One of the original goals of PyKEEN was to democratize NRL methods by facilitating those less familiar with the relevant mathematics and programming backgrounds to apply and evaluate them. We have continued this philosophy with BioKEEN to allow scientists to specify the Bio2BEL packages they would like to include in their analysis that are either hosted on PyPI, GitHub, or already installed as custom local packages. The usage of Bio2BEL allows scientists using NRL as a component of a more complex analytical pipeline to have the ability to not only re-run analyses in a reproducible manner, but also make use of the ability to acquire updated data when it becomes available.
Along with our previous publication, we provided several demonstrations including the prediction of novel protein-protein interactions using a model trained with the BioKEEN package for the Human Integrated Protein-Protein Interaction rEference (HIPPIE; Alanis-Lobato et al., 2017), the prediction of pathway mappings using ComPath, and the prediction of disease-symptom associations using the Bio2BEL package for the HSDN (Zhou et al., 2014) provided by Himmelstein et al. (2017) with Rephetio (\url{https://het.io}).
Later, we plan to apply BioKEEN to combinations of Bio2BEL repositories to support other biologically relevant link prediction tasks such as drug repositioning.
\subsection*{Interoperability with Other Projects}
The Integrated Network and Dynamical Reasoning Assembler (INDRA; Gyori et al., 2017) integrates several databases including those covering physical interactions (e.g., BioGrid; Chatr-Aryamontri et al., 2017), signaling (e.g., SIGNOR; Perfetto et al. 2016), curated drug targets (e.g., HMS LINCS small molecule target relationship database; \url{://lincs.hms.harvard.edu}), and experimental drug affinities (e.g., Target Affinity Spectrum; Moret et al., 2018) in order to support generation of dynamical models.

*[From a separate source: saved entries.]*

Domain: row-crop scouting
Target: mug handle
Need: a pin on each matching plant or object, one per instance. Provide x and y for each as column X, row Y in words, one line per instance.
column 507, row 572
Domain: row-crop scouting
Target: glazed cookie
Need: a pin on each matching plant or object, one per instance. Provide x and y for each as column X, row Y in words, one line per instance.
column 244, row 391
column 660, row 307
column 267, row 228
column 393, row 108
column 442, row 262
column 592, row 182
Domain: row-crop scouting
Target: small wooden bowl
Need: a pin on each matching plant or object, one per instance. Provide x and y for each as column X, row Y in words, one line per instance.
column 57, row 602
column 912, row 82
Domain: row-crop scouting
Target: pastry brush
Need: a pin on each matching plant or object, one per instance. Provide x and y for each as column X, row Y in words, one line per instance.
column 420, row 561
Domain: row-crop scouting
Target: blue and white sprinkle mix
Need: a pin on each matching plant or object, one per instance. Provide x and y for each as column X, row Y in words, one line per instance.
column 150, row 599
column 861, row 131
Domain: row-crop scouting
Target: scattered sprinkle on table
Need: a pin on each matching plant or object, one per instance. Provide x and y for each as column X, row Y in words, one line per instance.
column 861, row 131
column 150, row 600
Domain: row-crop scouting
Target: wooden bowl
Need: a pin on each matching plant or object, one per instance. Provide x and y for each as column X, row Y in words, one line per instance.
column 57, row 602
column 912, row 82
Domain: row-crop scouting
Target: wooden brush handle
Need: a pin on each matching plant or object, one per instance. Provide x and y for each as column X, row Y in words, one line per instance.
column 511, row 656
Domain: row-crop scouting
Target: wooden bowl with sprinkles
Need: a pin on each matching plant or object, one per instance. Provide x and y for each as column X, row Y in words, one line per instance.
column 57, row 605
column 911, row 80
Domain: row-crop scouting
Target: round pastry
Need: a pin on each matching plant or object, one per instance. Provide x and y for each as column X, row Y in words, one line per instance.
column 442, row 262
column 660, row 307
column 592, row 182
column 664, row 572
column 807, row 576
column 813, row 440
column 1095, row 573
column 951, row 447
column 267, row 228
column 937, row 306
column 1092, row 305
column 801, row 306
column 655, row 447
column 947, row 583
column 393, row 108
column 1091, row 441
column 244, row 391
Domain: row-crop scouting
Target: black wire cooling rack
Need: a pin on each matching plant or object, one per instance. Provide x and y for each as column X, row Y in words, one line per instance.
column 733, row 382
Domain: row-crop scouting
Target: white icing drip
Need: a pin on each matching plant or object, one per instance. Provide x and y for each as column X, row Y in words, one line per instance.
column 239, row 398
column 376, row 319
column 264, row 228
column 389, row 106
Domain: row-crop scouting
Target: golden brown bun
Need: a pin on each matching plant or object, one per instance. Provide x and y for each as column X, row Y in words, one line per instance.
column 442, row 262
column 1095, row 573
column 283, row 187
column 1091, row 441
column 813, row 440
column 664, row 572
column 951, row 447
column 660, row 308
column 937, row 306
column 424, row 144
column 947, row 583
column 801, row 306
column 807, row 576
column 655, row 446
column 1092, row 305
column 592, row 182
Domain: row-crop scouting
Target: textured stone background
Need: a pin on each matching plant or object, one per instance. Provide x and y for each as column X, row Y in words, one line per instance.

Following the recent development of a converter between BEL and INDRA (Hoyt et al., 2019), these biological data sources can be indirectly made available as BEL, and all Bio2BEL packages can be integrated in INDRA\@.
Similarly, we are collaborating with the researchers developing OmniPath to structure their data acquisition pipelines as a Bio2BEL package, which is currently under development.
Notably, OmniPath encompasses several biological data sources related to protein-protein interactions, transcriptional regulation, post-translational modifications, ligand-receptor interactions, and protein complexes, and others.
This resource is complementary to content already available through Bio2BEL, providing a more comprehensive integration of the extensive publicly available biological data sources.